Brackmann steht nicht alleine da: In einem Gutachten für den Beamtenbund hat der ehemalige Bundesverfassungsrichter Udo di Fabio das Gesetz zur Anpassung der Dienst- und Versorgungsbezüge bereits als verfassungswidrig erachtet. Der Düsseldorfer Landtag hatte die Novelle im Oktober verabschiedet. Neue Bezugsgröße für die Besoldungsbemessung ist seitdem die Mehrverdiener-Familie. Es wird ein fiktives Partnereinkommen in Höhe mindestens eines Minijob-Gehalts von monatlich 538 Euro zugrunde gelegt.

Es geht um viel Geld

Der Hintergrund ist, dass ein vollzeitbeschäftigter Beamter in der untersten Besoldungsgruppe, der eine vierköpfige Familie zu versorgen hat, in Deutschland 15 Prozent mehr bekommen muss als eine vergleichbare Sozialhilfeempfänger-Familie in der Grundsicherung. Durch die Anhebung des Bürgergeldes und den Anstieg der Wohnkosten ist es für das Land aber immer schwerer geworden, diesen Mindestabstand zu halten. Es geht also um richtig viel Geld.
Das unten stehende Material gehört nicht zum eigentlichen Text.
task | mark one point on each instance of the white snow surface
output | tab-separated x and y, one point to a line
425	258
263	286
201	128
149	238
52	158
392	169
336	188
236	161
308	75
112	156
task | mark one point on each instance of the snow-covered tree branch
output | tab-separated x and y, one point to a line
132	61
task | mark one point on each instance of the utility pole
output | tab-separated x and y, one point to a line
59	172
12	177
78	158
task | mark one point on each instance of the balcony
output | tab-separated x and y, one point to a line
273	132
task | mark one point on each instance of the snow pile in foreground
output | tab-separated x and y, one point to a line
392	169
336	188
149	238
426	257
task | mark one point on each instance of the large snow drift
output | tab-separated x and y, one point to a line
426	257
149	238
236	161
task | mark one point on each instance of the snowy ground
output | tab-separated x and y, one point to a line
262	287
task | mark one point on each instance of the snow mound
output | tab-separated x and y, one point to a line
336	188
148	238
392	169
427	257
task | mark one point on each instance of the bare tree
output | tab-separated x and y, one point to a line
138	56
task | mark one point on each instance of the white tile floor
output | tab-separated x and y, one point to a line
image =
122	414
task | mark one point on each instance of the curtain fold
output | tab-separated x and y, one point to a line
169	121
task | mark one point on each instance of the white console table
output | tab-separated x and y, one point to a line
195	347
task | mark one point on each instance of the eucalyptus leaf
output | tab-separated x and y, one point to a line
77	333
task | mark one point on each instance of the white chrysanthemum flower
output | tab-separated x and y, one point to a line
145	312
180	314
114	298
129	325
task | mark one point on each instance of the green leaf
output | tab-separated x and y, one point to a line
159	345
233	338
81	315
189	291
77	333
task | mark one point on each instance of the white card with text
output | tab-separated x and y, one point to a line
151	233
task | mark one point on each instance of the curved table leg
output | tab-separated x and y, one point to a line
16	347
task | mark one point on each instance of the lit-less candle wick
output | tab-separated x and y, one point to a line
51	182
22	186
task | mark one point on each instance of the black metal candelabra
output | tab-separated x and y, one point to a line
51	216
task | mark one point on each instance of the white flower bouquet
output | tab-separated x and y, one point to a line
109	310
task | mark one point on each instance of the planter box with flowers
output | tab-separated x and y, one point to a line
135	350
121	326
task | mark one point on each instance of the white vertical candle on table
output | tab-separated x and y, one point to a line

Jörg Brackmann, Vorsitzender der Kreisgruppe Essen/Mülheim der Gewerkschaft der Polizei, kritisiert die NRW-Landesregierung scharf.
Jörg Brackmann, Vorsitzender der Kreisgruppe Essen/Mülheim der Gewerkschaft der Polizei, kritisiert die NRW-Landesregierung scharf. © Oliver Bellendir Photography

Eine amtsangemessene Alimentation sei aber nicht auf Antrag, sondern verfassungsrechtlich automatisch herzustellen, lautet die Kernkritik an dem neuen Verfahren. Dieselbe Landesregierung, die den Bürokratieabbau in ihrem Koalitionsvertrag verspreche, schaffe so „ein weiteres Verwaltungsmonster, das uns Jahre mit abertausenden von Anträgen, Bescheiden und Gerichtsverfahren begleiten wird“, ahnt Brackmann. Damit zeige sich in diesem Jahr wiederholt, wie es in Nordrhein-Westfalen um die Wertschätzung gegenüber den Bediensteten bestellt sei.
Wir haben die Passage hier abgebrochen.